The Erasmus Mundus Master Nanoscience and Nanotechnology (EMM-Nano) program was first established in 2005. The program funds scholarships for non-EU students to complete their Master’s in nanoscience and nanotechnology in Europe. The students are spending their first year at the KU Leuven (Belgium), learning the fundamentals of nanoscience and nanotechnology. In the second year, the students move to one of the four partner universities, Chalmers University of Technology (Sweden), Grenoble Alpes University (France), University of Barcelona (Spain), or the TU Dresden (Germany), to further specialize and complete the Master’s thesis research project. The students are awarded a joint diploma from KU Leuven and the partner university. With the new funding round, the universities will be able to host the students until the 2026.

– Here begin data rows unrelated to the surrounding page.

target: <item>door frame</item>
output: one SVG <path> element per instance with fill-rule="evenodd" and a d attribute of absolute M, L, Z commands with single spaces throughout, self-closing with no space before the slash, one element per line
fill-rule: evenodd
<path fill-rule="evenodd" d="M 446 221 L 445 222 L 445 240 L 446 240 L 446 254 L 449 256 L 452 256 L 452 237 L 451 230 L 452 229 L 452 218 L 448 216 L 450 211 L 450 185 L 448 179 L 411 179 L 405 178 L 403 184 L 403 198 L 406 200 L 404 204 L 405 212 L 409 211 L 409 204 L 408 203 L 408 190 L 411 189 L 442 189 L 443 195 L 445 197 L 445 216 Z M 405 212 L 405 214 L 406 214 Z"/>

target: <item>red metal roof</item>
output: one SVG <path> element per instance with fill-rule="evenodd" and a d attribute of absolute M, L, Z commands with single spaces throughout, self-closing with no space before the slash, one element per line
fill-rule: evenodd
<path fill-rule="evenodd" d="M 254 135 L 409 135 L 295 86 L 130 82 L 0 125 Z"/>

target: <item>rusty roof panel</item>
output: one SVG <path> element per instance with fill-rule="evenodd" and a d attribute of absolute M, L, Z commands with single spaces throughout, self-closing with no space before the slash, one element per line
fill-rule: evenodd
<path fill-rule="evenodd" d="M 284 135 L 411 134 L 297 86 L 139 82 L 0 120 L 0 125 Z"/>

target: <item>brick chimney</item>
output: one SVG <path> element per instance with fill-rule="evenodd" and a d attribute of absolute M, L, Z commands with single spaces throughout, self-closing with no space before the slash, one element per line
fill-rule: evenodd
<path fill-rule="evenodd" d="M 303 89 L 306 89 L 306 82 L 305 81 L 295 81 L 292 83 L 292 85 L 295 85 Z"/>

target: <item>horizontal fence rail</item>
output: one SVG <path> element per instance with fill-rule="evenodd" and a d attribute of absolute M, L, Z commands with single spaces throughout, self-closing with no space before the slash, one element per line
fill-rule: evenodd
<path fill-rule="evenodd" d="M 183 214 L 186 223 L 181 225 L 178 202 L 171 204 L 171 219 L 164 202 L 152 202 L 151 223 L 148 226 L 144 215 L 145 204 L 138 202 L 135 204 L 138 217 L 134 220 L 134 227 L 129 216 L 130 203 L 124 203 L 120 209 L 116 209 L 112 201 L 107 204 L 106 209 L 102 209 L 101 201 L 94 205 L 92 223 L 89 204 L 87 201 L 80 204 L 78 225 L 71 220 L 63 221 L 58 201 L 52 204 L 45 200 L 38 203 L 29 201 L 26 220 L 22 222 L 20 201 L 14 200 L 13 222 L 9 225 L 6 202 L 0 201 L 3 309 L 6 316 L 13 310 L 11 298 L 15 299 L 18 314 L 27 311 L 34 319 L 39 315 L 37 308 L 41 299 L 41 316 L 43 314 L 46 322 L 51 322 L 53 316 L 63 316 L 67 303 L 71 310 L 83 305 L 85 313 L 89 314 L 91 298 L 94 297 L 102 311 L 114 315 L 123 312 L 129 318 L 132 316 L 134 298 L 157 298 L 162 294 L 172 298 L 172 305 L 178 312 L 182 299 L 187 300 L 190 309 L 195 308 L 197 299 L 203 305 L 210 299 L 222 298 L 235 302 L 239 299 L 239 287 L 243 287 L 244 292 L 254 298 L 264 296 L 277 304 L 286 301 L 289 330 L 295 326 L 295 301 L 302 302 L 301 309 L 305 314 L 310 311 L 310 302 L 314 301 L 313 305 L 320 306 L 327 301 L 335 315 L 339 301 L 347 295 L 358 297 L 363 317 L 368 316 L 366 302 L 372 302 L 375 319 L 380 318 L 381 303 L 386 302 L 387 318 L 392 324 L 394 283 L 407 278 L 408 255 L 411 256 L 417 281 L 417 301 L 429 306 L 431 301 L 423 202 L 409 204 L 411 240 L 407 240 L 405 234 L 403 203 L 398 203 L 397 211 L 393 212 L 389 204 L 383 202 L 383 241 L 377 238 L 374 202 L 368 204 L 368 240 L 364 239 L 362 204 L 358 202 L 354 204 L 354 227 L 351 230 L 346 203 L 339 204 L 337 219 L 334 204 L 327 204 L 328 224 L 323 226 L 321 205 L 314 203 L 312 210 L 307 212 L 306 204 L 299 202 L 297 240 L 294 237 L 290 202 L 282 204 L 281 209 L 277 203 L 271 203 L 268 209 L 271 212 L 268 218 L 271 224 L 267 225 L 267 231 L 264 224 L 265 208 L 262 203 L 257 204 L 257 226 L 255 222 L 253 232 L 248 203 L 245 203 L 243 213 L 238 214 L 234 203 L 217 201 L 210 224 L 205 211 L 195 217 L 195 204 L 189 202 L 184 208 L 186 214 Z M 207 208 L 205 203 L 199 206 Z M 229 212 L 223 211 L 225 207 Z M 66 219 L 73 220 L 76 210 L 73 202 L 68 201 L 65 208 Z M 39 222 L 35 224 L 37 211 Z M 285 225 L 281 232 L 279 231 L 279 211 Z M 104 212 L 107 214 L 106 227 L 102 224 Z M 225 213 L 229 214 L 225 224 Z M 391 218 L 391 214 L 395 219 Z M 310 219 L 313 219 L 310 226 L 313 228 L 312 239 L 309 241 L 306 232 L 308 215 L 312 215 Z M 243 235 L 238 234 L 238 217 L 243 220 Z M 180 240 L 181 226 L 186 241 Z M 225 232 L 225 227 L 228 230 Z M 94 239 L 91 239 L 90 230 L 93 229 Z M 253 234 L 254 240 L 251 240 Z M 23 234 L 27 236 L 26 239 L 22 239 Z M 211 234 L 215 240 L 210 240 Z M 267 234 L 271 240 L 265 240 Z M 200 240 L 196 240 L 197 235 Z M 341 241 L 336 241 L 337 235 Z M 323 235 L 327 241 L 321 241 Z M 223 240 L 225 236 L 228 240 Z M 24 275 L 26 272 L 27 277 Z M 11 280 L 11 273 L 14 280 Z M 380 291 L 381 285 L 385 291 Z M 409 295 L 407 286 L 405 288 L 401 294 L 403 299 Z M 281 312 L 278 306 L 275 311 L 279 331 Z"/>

BIOTEC, with its Molecular Bioengineering Master’s program, was the first institute at the TU Dresden to participate in the EMM-Nano program. Starting in 2007, it offered a specialization in Biophysics within the newly established Nanobiophysics Master’s program. The Nanobiophysics program is now offered by the central scientific unit Center for Molecular and Cellular Bioengineering (CMCB) comprising of three scientifically independent institutes B CUBE, BIOTEC[MG1] , and CRTD. “We are most delighted about the continued funding which will allow to greet such superb and highly motivated international students also in the coming years,” says Stefan Diez, Managing Director of CMCB.
Since its beginning, the EMM-Nano program at the TU Dresden has expanded and now offers three different specializations. In 2016 the Faculty of Electrical Engineering started to offer Nanoelectronics under the Master’s program Nanoelectronic systems and in 2018 the Faculty of Physics started to offer the Organic and Molecular Electronics under the Master’s program Organic and Molecular Electronics.